Vice Chairman of the Jilin Provincial Committee of the Chinese People's Political Consultative Conference
- In office February 2012 – January 2018
- Chairman: Bayanqolu→Huang Yanming

Personal details
- Born: August 1954 (age 71) Yitong Manchu Autonomous County, Jilin, China
- Party: Chinese Communist Party (expelled)

Chinese name
- Traditional Chinese: 王爾智
- Simplified Chinese: 王尔智

Standard Mandarin
- Hanyu Pinyin: Wáng Ěrzhì

= Wang Erzhi =

Chinese politician

Wang Erzhi (王尔智; born August 1954) is a Chinese politician who spent most of his career in northeast China's Jilin province. As of August 2018 he was under investigation by the Chinese Communist Party Central Commission for Discipline Inspection and the National Supervisory Commission. Previously he served as vice chairman of the Jilin Provincial Committee of the Chinese People's Political Consultative Conference (CPPCC).

==Career==
Wang was born in Yitong Manchu Autonomous County, Jilin, in August 1954.
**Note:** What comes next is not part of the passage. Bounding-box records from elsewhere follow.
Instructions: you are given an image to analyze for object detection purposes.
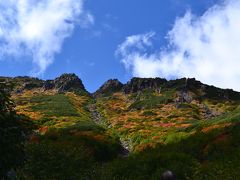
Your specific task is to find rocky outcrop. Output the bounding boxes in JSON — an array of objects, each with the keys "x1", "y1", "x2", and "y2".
[
  {"x1": 93, "y1": 79, "x2": 123, "y2": 98},
  {"x1": 43, "y1": 80, "x2": 55, "y2": 91},
  {"x1": 123, "y1": 78, "x2": 168, "y2": 94},
  {"x1": 43, "y1": 74, "x2": 86, "y2": 93}
]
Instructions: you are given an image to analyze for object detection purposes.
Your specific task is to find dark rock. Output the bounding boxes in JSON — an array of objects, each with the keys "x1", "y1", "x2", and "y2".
[
  {"x1": 54, "y1": 74, "x2": 86, "y2": 93},
  {"x1": 123, "y1": 78, "x2": 167, "y2": 94},
  {"x1": 161, "y1": 171, "x2": 176, "y2": 180},
  {"x1": 43, "y1": 80, "x2": 55, "y2": 91},
  {"x1": 93, "y1": 79, "x2": 123, "y2": 98}
]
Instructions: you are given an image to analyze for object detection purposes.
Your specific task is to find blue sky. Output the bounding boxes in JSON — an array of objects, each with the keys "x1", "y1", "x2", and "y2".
[{"x1": 0, "y1": 0, "x2": 239, "y2": 92}]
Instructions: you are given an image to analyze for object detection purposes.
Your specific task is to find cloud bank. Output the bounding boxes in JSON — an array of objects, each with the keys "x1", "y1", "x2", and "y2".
[
  {"x1": 116, "y1": 0, "x2": 240, "y2": 91},
  {"x1": 0, "y1": 0, "x2": 94, "y2": 75}
]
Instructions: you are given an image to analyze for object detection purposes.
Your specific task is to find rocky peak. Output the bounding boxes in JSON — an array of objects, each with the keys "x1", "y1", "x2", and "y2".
[
  {"x1": 94, "y1": 79, "x2": 123, "y2": 97},
  {"x1": 43, "y1": 74, "x2": 86, "y2": 93},
  {"x1": 54, "y1": 74, "x2": 86, "y2": 92},
  {"x1": 123, "y1": 77, "x2": 167, "y2": 94}
]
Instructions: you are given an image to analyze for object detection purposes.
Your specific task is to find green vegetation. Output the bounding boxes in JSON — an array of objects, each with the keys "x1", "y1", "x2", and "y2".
[
  {"x1": 0, "y1": 78, "x2": 240, "y2": 180},
  {"x1": 30, "y1": 94, "x2": 79, "y2": 116},
  {"x1": 0, "y1": 83, "x2": 31, "y2": 179}
]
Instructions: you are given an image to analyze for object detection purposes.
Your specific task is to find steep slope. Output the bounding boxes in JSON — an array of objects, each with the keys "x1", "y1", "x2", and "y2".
[
  {"x1": 0, "y1": 74, "x2": 240, "y2": 180},
  {"x1": 94, "y1": 78, "x2": 240, "y2": 151}
]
He was secretary general of the Jilin Provincial Committee of the Chinese People's Political Consultative Conference (CPPCC) in January 2008, and held that office until February 2012. In February 2012 he was promoted to become the vice chairman of that government institution, a position he held until his retirement in January 2018.

==Downfall==
On August 25, 2018, he was placed under investigation by the Central Commission for Discipline Inspection (CCDI), the party's internal disciplinary body, and the National Supervisory Commission, the highest anti-corruption agency of China.
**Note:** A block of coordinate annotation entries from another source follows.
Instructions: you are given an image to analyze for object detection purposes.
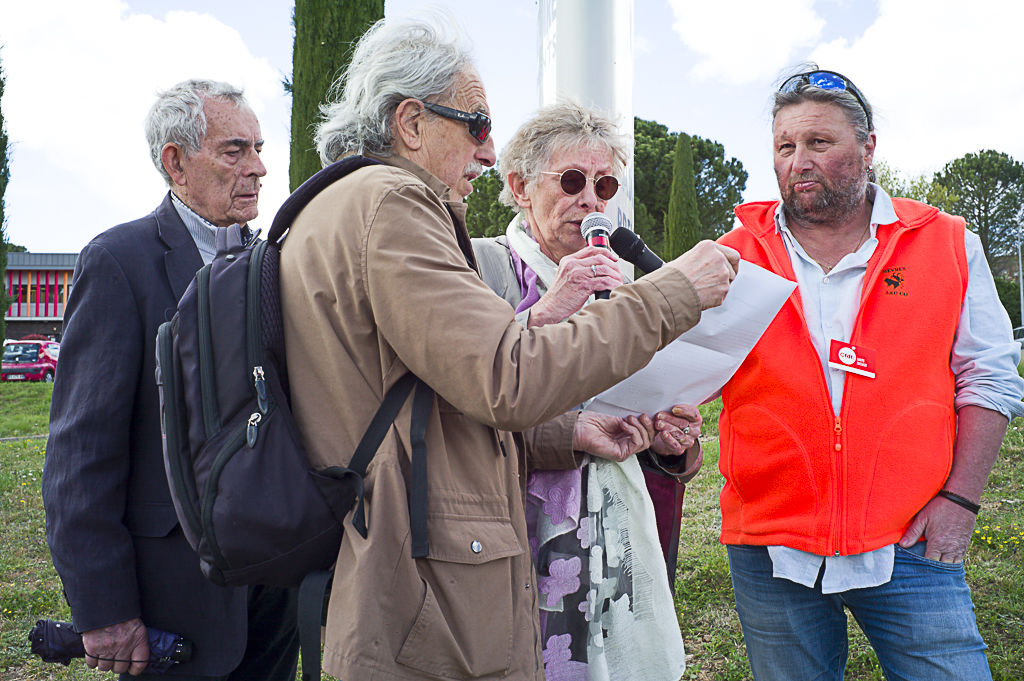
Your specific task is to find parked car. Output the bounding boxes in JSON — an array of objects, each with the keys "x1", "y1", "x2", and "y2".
[{"x1": 0, "y1": 340, "x2": 60, "y2": 383}]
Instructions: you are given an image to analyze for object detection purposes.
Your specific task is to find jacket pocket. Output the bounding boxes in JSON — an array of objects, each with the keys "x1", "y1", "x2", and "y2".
[
  {"x1": 396, "y1": 516, "x2": 523, "y2": 679},
  {"x1": 124, "y1": 503, "x2": 178, "y2": 538}
]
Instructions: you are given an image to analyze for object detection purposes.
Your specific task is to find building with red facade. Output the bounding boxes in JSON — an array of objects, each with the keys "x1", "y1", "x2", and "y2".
[{"x1": 3, "y1": 253, "x2": 78, "y2": 340}]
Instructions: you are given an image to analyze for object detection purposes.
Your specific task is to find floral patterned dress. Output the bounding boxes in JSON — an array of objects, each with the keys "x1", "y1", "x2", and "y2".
[{"x1": 497, "y1": 216, "x2": 685, "y2": 681}]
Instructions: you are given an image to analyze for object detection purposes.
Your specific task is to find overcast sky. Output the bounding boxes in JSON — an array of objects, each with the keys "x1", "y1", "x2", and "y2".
[{"x1": 0, "y1": 0, "x2": 1024, "y2": 252}]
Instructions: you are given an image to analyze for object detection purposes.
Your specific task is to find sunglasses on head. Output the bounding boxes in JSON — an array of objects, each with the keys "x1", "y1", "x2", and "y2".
[
  {"x1": 778, "y1": 71, "x2": 873, "y2": 130},
  {"x1": 541, "y1": 168, "x2": 618, "y2": 201},
  {"x1": 423, "y1": 101, "x2": 490, "y2": 144}
]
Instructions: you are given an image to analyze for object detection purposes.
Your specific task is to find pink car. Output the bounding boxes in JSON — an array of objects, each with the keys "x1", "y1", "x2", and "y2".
[{"x1": 0, "y1": 340, "x2": 60, "y2": 383}]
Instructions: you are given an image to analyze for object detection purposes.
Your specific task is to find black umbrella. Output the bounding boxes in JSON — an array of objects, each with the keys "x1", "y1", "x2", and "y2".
[{"x1": 29, "y1": 620, "x2": 191, "y2": 674}]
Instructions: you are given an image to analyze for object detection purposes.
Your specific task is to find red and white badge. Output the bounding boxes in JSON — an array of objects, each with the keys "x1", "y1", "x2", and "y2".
[{"x1": 828, "y1": 339, "x2": 874, "y2": 378}]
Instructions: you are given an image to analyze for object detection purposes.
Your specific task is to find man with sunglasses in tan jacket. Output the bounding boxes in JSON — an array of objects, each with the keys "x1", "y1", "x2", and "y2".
[{"x1": 281, "y1": 11, "x2": 738, "y2": 681}]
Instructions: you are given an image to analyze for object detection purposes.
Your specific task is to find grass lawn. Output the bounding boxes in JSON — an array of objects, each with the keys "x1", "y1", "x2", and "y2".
[{"x1": 0, "y1": 383, "x2": 1024, "y2": 681}]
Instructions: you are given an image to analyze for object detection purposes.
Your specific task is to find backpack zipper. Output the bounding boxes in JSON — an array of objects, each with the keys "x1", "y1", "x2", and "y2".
[
  {"x1": 196, "y1": 265, "x2": 220, "y2": 440},
  {"x1": 157, "y1": 322, "x2": 203, "y2": 537},
  {"x1": 203, "y1": 409, "x2": 273, "y2": 570},
  {"x1": 246, "y1": 241, "x2": 270, "y2": 415}
]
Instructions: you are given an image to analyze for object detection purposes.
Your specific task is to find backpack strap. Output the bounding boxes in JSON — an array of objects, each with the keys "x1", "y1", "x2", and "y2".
[
  {"x1": 409, "y1": 379, "x2": 434, "y2": 558},
  {"x1": 298, "y1": 570, "x2": 334, "y2": 681},
  {"x1": 266, "y1": 156, "x2": 383, "y2": 244}
]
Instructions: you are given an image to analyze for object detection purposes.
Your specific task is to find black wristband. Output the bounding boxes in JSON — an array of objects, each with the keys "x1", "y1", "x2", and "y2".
[{"x1": 936, "y1": 490, "x2": 981, "y2": 515}]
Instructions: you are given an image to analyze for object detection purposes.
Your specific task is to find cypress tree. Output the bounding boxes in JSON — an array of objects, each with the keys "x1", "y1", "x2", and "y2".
[
  {"x1": 0, "y1": 47, "x2": 10, "y2": 338},
  {"x1": 287, "y1": 0, "x2": 384, "y2": 191},
  {"x1": 665, "y1": 133, "x2": 700, "y2": 260}
]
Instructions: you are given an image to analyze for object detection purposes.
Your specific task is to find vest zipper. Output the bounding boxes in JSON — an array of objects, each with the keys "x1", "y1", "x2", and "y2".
[{"x1": 833, "y1": 416, "x2": 843, "y2": 556}]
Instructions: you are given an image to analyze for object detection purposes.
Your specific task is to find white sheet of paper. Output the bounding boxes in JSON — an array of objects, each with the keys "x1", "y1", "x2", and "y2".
[{"x1": 587, "y1": 260, "x2": 797, "y2": 417}]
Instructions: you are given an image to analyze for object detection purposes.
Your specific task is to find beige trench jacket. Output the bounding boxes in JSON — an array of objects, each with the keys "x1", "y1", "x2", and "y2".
[{"x1": 281, "y1": 157, "x2": 699, "y2": 681}]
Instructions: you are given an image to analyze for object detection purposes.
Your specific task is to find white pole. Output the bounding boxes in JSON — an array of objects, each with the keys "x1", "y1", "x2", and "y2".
[
  {"x1": 538, "y1": 0, "x2": 634, "y2": 236},
  {"x1": 1017, "y1": 219, "x2": 1024, "y2": 327}
]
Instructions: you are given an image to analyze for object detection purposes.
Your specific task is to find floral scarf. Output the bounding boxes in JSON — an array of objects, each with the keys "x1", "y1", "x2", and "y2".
[{"x1": 506, "y1": 214, "x2": 686, "y2": 681}]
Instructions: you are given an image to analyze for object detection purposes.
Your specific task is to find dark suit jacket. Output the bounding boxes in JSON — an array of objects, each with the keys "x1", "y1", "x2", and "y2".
[{"x1": 43, "y1": 195, "x2": 247, "y2": 676}]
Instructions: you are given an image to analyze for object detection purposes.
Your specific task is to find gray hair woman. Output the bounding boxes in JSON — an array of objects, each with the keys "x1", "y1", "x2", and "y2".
[{"x1": 473, "y1": 101, "x2": 700, "y2": 681}]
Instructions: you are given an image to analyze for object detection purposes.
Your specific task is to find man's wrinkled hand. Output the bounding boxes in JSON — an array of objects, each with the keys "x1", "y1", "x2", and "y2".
[
  {"x1": 650, "y1": 405, "x2": 703, "y2": 457},
  {"x1": 572, "y1": 412, "x2": 654, "y2": 462},
  {"x1": 528, "y1": 246, "x2": 623, "y2": 329},
  {"x1": 82, "y1": 618, "x2": 150, "y2": 676},
  {"x1": 667, "y1": 241, "x2": 739, "y2": 310},
  {"x1": 899, "y1": 497, "x2": 977, "y2": 563}
]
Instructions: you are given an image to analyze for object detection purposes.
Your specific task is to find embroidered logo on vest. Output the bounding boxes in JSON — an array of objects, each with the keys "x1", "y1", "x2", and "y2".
[{"x1": 882, "y1": 267, "x2": 906, "y2": 298}]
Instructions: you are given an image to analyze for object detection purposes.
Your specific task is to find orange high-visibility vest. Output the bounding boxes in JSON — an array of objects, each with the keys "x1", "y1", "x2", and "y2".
[{"x1": 719, "y1": 199, "x2": 968, "y2": 555}]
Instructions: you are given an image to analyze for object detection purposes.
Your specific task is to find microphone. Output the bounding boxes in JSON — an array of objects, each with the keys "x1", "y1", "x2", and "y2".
[
  {"x1": 580, "y1": 213, "x2": 611, "y2": 300},
  {"x1": 608, "y1": 228, "x2": 665, "y2": 274}
]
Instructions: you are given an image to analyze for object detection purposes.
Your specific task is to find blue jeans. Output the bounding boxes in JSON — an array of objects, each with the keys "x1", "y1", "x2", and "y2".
[{"x1": 728, "y1": 542, "x2": 992, "y2": 681}]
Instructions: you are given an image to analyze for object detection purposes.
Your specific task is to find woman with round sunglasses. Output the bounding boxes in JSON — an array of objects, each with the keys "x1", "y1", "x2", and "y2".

He was expelled from the Party and dismissed from public office on January 19, 2019. On January 29, he was arrested for suspected bribe taking. On March 17, he has been indicted on suspicion of accepting bribes. On May 16, he pleaded guilty to bribery during his first trial at Harbin Intermediate People's Court in Heilongjiang province. Prosecutors accused him of taking advantage of his different positions in Jilin between 2001 and 2018 to offer preferential treatment to people and departments in project construction, land leasing, and the refund of urban infrastructure supporting fees, and then accepted bribes of more than 50.72 million yuan ($7.86 million) in return.

On August 9, 2019, Wang was sentenced on 14 years in prison and fined 4 million yuan. Wang was charged with accepting bribes worth 50.72 million yuan, by the Intermediate People's Court of Harbin.